Convective Mode and Mesoscale Heavy Rainfall Forecast Challenges: Gulf Coast and Florida during 17–20 May 2016

Three convective storm forecast challenges occurred between 17–20 May 2016 during NOAA's Hazardous Weather Testbed Spring Forecast Experiment (SFE) at the Storm Prediction Center. The first forecast challenge featured an area of convection that formed over the higher terrain of eastern Mexico on the morning of 18 May, grew upscale into an organized mesoscale convective system (MCS), and crossed the international border north of Laredo, TX, near 1800 UTC 18 May. A supercell formed at the southern end of this storm complex, turned southeastward, and then moved eastward across southern Texas along a weak front boundary. As this supercell approached and crossed the Texas coast between Corpus Christi and Brownsville it died abruptly, likely because it ingested slightly drier, cooler and more stable sea breeze-modified air.

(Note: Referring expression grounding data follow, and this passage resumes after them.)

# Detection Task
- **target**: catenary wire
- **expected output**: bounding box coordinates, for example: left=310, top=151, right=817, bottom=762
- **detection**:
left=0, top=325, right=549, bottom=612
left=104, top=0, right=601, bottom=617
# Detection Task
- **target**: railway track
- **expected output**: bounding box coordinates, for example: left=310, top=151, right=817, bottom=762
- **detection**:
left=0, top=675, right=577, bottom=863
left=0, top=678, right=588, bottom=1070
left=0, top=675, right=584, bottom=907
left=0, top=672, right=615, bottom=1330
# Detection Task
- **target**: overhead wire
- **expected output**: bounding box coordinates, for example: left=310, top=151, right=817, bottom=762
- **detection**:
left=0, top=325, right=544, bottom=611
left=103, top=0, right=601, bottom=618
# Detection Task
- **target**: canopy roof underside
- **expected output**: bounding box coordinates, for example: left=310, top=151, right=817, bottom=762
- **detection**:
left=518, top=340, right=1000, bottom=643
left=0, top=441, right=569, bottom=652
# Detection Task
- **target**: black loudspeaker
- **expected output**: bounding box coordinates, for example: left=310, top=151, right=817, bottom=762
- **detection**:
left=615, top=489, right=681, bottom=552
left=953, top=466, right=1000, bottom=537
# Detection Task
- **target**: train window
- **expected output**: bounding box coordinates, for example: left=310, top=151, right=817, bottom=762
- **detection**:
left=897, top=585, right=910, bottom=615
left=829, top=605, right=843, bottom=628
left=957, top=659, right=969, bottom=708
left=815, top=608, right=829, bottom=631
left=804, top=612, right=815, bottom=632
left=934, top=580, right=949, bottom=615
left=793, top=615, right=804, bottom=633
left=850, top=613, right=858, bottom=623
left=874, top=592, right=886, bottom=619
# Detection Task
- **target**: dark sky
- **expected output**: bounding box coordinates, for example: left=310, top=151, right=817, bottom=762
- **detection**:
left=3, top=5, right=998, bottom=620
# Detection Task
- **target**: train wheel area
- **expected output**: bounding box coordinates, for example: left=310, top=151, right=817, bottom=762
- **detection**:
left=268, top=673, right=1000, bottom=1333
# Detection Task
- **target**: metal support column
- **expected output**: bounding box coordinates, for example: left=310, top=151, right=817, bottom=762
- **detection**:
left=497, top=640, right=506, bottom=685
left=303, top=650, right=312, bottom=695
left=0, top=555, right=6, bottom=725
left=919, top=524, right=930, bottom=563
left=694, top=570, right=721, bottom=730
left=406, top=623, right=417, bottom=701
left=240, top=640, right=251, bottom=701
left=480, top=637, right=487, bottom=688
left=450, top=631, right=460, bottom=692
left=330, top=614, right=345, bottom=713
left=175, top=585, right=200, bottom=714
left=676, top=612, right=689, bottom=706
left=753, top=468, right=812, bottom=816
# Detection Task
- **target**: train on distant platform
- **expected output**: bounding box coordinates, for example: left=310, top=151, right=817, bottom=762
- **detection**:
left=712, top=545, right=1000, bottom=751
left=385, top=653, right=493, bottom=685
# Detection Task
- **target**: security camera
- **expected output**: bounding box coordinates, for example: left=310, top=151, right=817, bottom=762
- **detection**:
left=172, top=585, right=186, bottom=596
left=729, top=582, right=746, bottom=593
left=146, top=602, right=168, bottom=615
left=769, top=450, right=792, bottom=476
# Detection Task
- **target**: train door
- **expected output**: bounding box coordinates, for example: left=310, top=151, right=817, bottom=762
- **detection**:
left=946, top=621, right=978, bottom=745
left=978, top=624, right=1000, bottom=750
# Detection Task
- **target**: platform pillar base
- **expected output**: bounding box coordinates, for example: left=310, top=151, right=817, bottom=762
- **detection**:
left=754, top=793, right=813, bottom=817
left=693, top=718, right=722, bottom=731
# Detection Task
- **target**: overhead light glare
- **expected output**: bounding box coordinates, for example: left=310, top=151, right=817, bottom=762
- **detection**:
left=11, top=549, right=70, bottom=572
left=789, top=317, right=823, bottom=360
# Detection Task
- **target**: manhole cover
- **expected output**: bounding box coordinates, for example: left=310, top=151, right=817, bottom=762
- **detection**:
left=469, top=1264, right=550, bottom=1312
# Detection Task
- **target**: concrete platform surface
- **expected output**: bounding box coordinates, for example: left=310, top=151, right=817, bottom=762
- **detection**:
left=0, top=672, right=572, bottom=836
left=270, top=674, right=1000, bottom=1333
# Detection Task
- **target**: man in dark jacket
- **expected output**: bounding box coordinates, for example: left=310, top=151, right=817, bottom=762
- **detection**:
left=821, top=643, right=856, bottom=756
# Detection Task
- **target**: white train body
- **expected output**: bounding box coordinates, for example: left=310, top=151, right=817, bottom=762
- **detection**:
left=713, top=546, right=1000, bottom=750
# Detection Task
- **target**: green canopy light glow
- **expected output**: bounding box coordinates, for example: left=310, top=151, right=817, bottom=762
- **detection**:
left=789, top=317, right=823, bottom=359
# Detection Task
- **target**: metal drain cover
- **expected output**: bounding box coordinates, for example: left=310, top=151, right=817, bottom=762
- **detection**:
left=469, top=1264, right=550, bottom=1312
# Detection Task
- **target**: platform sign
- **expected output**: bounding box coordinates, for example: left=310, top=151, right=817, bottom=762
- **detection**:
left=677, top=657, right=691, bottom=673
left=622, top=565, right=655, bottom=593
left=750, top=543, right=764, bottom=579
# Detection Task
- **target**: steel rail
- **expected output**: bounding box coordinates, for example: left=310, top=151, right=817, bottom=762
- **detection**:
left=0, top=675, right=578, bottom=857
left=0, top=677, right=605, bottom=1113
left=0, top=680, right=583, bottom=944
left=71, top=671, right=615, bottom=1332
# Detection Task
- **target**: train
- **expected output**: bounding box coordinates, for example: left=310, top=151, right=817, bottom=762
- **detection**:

The second forecast challenge involved 286 mm of unexpected record-breaking rain that fell on Vero Beach (VRB), Florida, between 1500 UTC 17 May and 0600 UTC 18 May (all but 1 mm fell on 17 May), more than doubling the previous May daily rainfall record. The record rains in VRB occurred subsequent to the formation of a massive MCS over the central Gulf of Mexico south of Mobile, AL, between 0900–1000 UTC 17 May. This MCS, which could be linked to the earlier convection associated with an anomalously strong subtropical jet (STJ) over the Gulf of Mexico (a characteristic of an El Nino year), moved east-northeastward toward Florida.

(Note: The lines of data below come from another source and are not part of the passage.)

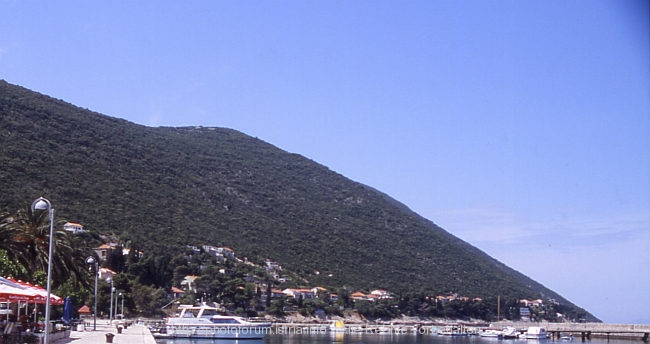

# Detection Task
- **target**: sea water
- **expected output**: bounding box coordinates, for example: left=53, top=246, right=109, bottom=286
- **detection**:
left=155, top=333, right=644, bottom=344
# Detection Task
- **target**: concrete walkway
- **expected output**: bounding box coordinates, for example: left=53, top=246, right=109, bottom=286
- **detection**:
left=60, top=322, right=157, bottom=344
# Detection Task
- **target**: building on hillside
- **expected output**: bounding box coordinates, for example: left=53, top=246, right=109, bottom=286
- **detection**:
left=265, top=259, right=282, bottom=271
left=282, top=288, right=315, bottom=299
left=370, top=289, right=393, bottom=299
left=122, top=247, right=144, bottom=259
left=63, top=222, right=84, bottom=234
left=269, top=289, right=286, bottom=299
left=519, top=299, right=543, bottom=307
left=94, top=244, right=114, bottom=261
left=436, top=294, right=459, bottom=304
left=351, top=292, right=379, bottom=302
left=203, top=246, right=236, bottom=261
left=98, top=267, right=116, bottom=280
left=180, top=275, right=199, bottom=293
left=171, top=286, right=185, bottom=300
left=310, top=286, right=328, bottom=299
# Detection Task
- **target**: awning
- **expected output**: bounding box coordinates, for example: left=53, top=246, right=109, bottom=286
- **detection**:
left=0, top=277, right=64, bottom=305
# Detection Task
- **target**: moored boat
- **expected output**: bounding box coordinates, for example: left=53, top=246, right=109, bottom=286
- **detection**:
left=438, top=325, right=470, bottom=336
left=156, top=303, right=272, bottom=339
left=525, top=326, right=548, bottom=339
left=329, top=320, right=346, bottom=333
left=502, top=326, right=520, bottom=339
left=480, top=329, right=504, bottom=338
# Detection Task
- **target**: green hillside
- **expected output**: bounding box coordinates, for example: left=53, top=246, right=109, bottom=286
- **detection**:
left=0, top=80, right=595, bottom=320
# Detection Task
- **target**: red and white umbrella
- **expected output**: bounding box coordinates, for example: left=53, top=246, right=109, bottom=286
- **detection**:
left=0, top=277, right=64, bottom=305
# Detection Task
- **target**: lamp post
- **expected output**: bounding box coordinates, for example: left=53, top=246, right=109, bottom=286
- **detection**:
left=31, top=197, right=54, bottom=344
left=106, top=277, right=114, bottom=324
left=119, top=293, right=124, bottom=318
left=85, top=257, right=98, bottom=330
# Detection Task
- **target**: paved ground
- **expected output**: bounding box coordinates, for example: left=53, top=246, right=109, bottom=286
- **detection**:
left=60, top=322, right=157, bottom=344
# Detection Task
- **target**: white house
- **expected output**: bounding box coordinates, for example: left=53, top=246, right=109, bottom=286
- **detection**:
left=180, top=275, right=199, bottom=293
left=63, top=222, right=84, bottom=234
left=370, top=289, right=393, bottom=299
left=282, top=288, right=315, bottom=299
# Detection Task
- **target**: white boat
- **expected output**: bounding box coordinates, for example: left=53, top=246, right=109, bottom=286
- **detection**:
left=438, top=325, right=469, bottom=336
left=480, top=329, right=504, bottom=338
left=157, top=303, right=272, bottom=339
left=502, top=326, right=520, bottom=339
left=525, top=326, right=548, bottom=339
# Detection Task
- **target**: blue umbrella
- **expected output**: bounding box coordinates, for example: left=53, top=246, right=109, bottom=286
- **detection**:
left=62, top=296, right=74, bottom=325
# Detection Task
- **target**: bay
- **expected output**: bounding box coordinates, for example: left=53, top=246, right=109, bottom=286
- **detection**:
left=155, top=334, right=643, bottom=344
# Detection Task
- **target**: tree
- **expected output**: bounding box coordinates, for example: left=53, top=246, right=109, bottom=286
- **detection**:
left=3, top=206, right=86, bottom=286
left=0, top=212, right=26, bottom=277
left=129, top=284, right=168, bottom=317
left=268, top=297, right=286, bottom=316
left=105, top=245, right=126, bottom=273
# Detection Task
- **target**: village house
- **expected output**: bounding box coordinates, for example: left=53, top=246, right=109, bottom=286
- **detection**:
left=98, top=267, right=116, bottom=280
left=93, top=244, right=114, bottom=261
left=282, top=288, right=315, bottom=299
left=93, top=243, right=138, bottom=261
left=350, top=291, right=379, bottom=302
left=63, top=222, right=84, bottom=234
left=269, top=289, right=286, bottom=299
left=180, top=275, right=199, bottom=293
left=265, top=259, right=282, bottom=272
left=202, top=246, right=236, bottom=261
left=519, top=298, right=544, bottom=307
left=370, top=289, right=393, bottom=299
left=171, top=286, right=185, bottom=300
left=122, top=247, right=144, bottom=259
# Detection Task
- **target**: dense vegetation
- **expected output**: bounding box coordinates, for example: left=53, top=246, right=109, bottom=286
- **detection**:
left=0, top=80, right=597, bottom=321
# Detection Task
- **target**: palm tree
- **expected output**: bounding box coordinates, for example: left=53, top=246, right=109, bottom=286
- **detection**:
left=0, top=212, right=27, bottom=277
left=5, top=205, right=83, bottom=285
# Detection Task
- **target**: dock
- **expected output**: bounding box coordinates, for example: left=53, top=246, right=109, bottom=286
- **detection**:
left=61, top=322, right=157, bottom=344
left=491, top=321, right=650, bottom=341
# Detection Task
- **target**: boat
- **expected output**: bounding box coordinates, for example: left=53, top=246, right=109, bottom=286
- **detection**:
left=502, top=326, right=520, bottom=339
left=525, top=326, right=548, bottom=339
left=329, top=320, right=346, bottom=333
left=438, top=325, right=469, bottom=336
left=480, top=329, right=504, bottom=338
left=156, top=303, right=272, bottom=339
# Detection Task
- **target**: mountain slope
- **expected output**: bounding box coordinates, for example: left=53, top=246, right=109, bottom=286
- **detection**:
left=0, top=80, right=595, bottom=320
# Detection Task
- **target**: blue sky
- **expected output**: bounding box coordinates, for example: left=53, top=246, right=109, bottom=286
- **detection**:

The third forecast challenge involved a large MCS that moved eastward and grew upscale as it crossed the Texas border north of Del Rio between 1000–1200 UTC 19 May. This MCS strengthened further as it moved offshore after 1800 UTC 19 May in response to strong upper-level forcing associated with the aforementioned strong STJ. Most of the SPC SFE participants (including Bosart) expected that the upscaled MCS over the northern Gulf of Mexico would continue to move east-northeastward and would bring heavy rain due to training echoes in conjunction with strong warm-air advection along the Gulf coast as far eastward as the Florida panhandle by 1200 UTC 20 May. Wrong! Instead, the upscaled MCS transitioned into a bowing MCS that produced a 3–5 hPa cold pool with widespread surface wind gusts between 35–50 kt that resembled a low-end derecho more characteristic of the Midwest and Plains.

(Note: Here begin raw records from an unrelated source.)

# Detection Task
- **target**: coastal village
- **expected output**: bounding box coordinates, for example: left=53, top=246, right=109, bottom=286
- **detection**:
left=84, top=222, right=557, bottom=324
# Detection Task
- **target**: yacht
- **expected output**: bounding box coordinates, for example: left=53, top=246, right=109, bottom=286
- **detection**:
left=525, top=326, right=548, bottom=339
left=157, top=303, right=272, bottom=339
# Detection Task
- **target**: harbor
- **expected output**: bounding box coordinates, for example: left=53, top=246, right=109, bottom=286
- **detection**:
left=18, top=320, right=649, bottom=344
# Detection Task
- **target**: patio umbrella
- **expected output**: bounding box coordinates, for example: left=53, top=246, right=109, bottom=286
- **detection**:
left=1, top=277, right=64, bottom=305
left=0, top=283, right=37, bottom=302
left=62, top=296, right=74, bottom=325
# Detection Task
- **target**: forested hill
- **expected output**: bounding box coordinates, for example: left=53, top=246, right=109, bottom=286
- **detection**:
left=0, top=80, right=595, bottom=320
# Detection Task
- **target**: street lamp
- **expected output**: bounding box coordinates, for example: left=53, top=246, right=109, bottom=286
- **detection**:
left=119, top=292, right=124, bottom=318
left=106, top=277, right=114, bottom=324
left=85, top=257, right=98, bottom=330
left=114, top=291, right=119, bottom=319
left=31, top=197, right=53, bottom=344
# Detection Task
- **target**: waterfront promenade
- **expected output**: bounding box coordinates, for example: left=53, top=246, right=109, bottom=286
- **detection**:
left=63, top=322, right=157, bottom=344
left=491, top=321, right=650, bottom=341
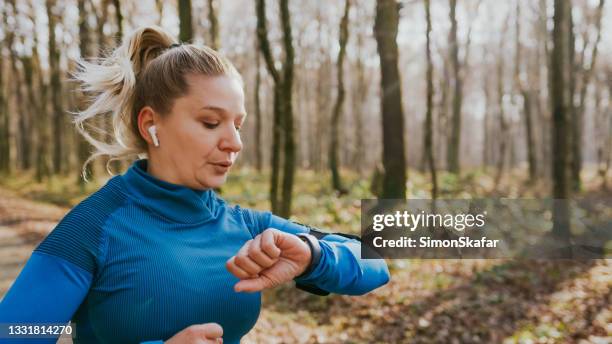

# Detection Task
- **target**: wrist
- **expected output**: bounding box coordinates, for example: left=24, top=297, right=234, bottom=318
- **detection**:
left=295, top=233, right=321, bottom=279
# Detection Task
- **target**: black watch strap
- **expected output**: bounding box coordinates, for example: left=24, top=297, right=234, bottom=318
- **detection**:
left=295, top=233, right=322, bottom=279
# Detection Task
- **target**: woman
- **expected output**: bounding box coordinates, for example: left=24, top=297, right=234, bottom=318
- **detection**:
left=0, top=26, right=390, bottom=344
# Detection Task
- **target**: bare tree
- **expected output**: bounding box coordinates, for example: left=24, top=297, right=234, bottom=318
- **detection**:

All three MCS events occurred in a large-scale environment that favored enhanced baroclinicity across the northern Gulf of Mexico and the southern CONUS. All three events were linked in that the evolution of antecedent convection within this favorable large-scale environment contributed to the structure and evolution of subsequent MCSs. The first severe MCS was not associated with any reported severe weather reports. Rainfall amounts with the second heavy rain-producing MCS were severely underestimated by models and forecasters alike. The third MCS produced the greatest forecaster angst because rainfall totals were forecast too high (MCS propagated too fast) and severe wind reports were much more widespread than anticipated (because of cold pool formation). This presentation will attempt to untangle what happened and why it happened.